Cape Vultures have super stomachs. Their corrosive stomach acid enables them to devour their meals, which consist of animal carcasses often infected by toxins. They help disease from spreading to humans. They help humans live yet they are endangered, at risk of extinction.
Earlier this month, President Trump signed an executive order weakening the National Environmental Policy Act (NEPA). The order lifts the environmental review of major projects. It allows fast-tracking construction projects in a bid to boost the economy.
In the long-term, this is harmful to the environment, further endangers the lives of animals, and will have a disproportionately harmful effect on black, Latino, and Native American communities.
The ongoing sixth mass species extinction is the result of the destruction of component populations leading to eventual extirpation of entire species. Populations and species extinctions have severe implications for society through the degradation of ecosystem services.
Research Article
Vertebrates on the brink as indicators of biological annihilation and the sixth mass extinction
Gerardo Ceballos, Paul R. Ehrlich, and Peter H. Raven, PNAS first published June 1, 2020. Contributed by Gerardo Ceballos, March 22, 2020 (sent for review December 26, 2019; reviewed by Thomas E. Lovejoy and Jorge L. Soberon).
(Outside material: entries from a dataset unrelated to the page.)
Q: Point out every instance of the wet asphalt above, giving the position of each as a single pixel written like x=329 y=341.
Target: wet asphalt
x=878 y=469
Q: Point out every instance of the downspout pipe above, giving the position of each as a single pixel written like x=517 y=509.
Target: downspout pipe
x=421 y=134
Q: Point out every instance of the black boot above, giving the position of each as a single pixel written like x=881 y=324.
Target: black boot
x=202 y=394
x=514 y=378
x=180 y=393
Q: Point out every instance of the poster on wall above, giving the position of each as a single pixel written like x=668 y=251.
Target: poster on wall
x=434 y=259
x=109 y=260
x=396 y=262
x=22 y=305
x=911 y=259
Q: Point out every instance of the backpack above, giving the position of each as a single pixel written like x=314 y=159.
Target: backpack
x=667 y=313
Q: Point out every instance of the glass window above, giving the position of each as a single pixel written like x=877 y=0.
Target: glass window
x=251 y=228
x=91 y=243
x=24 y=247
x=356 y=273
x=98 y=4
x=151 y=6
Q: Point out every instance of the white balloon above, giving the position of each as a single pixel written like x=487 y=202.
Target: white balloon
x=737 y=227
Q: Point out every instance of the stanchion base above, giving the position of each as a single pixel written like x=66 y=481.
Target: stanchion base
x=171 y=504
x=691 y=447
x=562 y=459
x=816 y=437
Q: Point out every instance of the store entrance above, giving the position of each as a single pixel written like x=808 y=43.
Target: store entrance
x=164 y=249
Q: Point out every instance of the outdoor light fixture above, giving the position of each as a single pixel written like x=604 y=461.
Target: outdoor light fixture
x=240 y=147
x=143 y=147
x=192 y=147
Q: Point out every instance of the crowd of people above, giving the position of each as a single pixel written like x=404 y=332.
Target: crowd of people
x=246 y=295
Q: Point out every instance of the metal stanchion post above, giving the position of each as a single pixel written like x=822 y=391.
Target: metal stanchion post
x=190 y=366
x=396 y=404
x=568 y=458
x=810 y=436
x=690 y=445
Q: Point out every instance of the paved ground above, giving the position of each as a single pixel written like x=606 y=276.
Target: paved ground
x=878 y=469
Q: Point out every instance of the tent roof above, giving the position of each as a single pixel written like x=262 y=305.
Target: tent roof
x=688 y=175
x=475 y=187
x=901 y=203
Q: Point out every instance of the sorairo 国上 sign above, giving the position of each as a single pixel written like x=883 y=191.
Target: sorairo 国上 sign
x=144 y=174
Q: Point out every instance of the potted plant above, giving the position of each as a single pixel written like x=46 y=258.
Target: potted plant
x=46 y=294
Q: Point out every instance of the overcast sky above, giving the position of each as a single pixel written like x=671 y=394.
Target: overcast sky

The writers assess the extinction crisis from a different perspective. They examine 29,400 species of terrestrial vertebrates, and determine which are on the brink of extinction because they have fewer than 1,000 individuals. There are 515 species on the brink (1.7% of the evaluated vertebrates). Around 94% of the populations of 77 mammal and bird species on the brink have been lost in the last century. Assuming all species on the brink have similar trends, more than 237,000 populations of those species have vanished since 1900. They conclude the human-caused sixth mass extinction is likely accelerating for several reasons. First, many of the species that have been driven to the brink will likely become extinct soon. Second, the distribution of those species highly coincides with hundreds of other endangered species, surviving in regions with high human impacts, suggesting ongoing regional biodiversity collapses. Third, close ecological interactions of species on the brink tend to move other species toward annihilation when they disappear—extinction breeds extinctions. Finally, human pressures on the biosphere are growing rapidly, and a recent example is the current coronavirus disease 2019 (Covid-19) pandemic, linked to wildlife trade. Their results reemphasize the extreme urgency of taking much-expanded worldwide actions to save wild species and humanity’s crucial life-support systems from this existential threat.